(01-07-2014 05:00 PM)stever20 Wrote: Think back to 1997.
http://en.wikipedia.org/wiki/1997_NCAA_D...all_season
Only 7 non-AQ teams went to bowl games that year. Big West Utah St played CUSA Cincy- and then 5 others- with no team they played better than 7-4.
CUSA 2/7 teams went bowling
Big West 1/6
MAC 1/12
WAC 3/16
MAC had 4 3 loss teams sitting home from any bowl games.
This is completely unrelated to the BCS. The reason more non-AQ teams go bowling is because so many new bowls were created---mostly by ESPN Regional in an effort to create cheap programming that generated solid ratings. These are low paying smaller bowls which were more or less made for TV events. For all the abuse the G5 heap upon ESPN, the fact is, ESPN is the one providing bowls for deserving G5 teams---not the BCS.

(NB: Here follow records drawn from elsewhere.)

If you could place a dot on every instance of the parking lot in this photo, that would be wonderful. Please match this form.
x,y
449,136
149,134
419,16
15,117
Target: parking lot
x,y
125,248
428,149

The BCS, along with its predecessor, the Bowl Coalition, literally destroyed the non-AQ conferences by banding togther and excluding them from the biggest games in the nation. Largely due to the efforts of Tulane president Scott Cowen and a coalition of university presidents he founded, the BCS was reformed to create access for the G5 schools. A game was added and clearly defined criteria were established to determine when a G5 schools was "worthy" of automatic qualification to a BCS bowl--thus, the process of BCS busting" was born.
In its final form, the BCS was certainly an improvement over the original bowl coalition as well as the first generation BCS. In its final form, at least the BCS gave the G5 something to shoot for.

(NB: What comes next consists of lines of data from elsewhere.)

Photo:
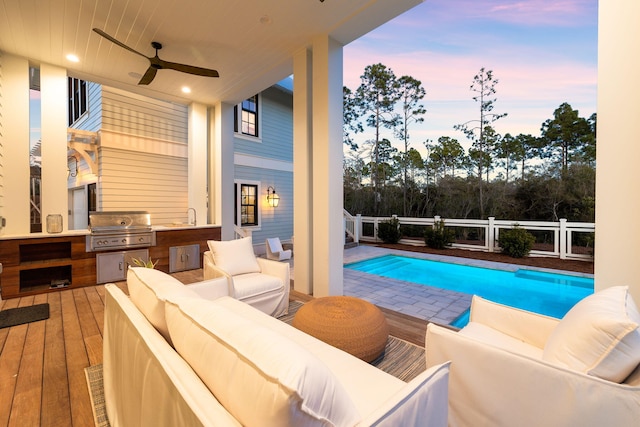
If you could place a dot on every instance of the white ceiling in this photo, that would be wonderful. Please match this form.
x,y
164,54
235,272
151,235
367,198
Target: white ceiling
x,y
249,42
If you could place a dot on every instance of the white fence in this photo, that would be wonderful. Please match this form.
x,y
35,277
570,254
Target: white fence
x,y
562,239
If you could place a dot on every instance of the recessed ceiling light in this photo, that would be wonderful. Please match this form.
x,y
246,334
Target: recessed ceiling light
x,y
265,19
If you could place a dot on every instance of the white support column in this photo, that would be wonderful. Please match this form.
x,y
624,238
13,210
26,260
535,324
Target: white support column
x,y
327,155
491,234
302,172
222,169
197,162
563,247
54,98
15,144
617,202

I still find it surprising, that with a booty of over 85 million dollars from the CFP playoff to split amongst themselves---the G5 failed to work together to create a series of 3 bowls for their respective champions. By setting aside 10 million from the fund each year, the G5 could have created 3 bowls for the 4 G5 champs not heading to the G5 BCS slot.

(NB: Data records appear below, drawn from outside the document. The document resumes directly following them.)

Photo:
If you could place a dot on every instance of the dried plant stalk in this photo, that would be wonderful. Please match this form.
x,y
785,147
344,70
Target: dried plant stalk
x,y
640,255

Bowl #1= G5 champ #2 vs whatever selection you can get for 2.5 million.
Bowl #2= G5 champ #3 vs whatever selection you can get for a 2.5 million dollar payout
Bowl #3= G5 champ #4 vs G5 champ #5.
All 4 G5 participants receive 1 million each. The bowls would be owned jointly by the G5 and any net profit would be split evenly among the group. That's way better than creating bottom tier bowls in the Bahamas. Oh well, another opportunity missed.
As far as the BCS being better for the G5 than the CFP---I think the CFP is marginally better for the G5. In the CFP, a BCS level game is guaranteed to the G5 as opposed to the BCS systems conditional access. Secondly, the BCS required a G5 member to be either #1 or #2 to have a shot at the championship game. In the CFP, a G5 can get a shot by being rated #4. Both are very difficult---but no current G5 schools have made it to #2 in the BCS era---but some have made it to #4 during that period.
The downside of the new system is the selection committee loaded with P5 buddies. That's going to be a HUGE problem for the G5.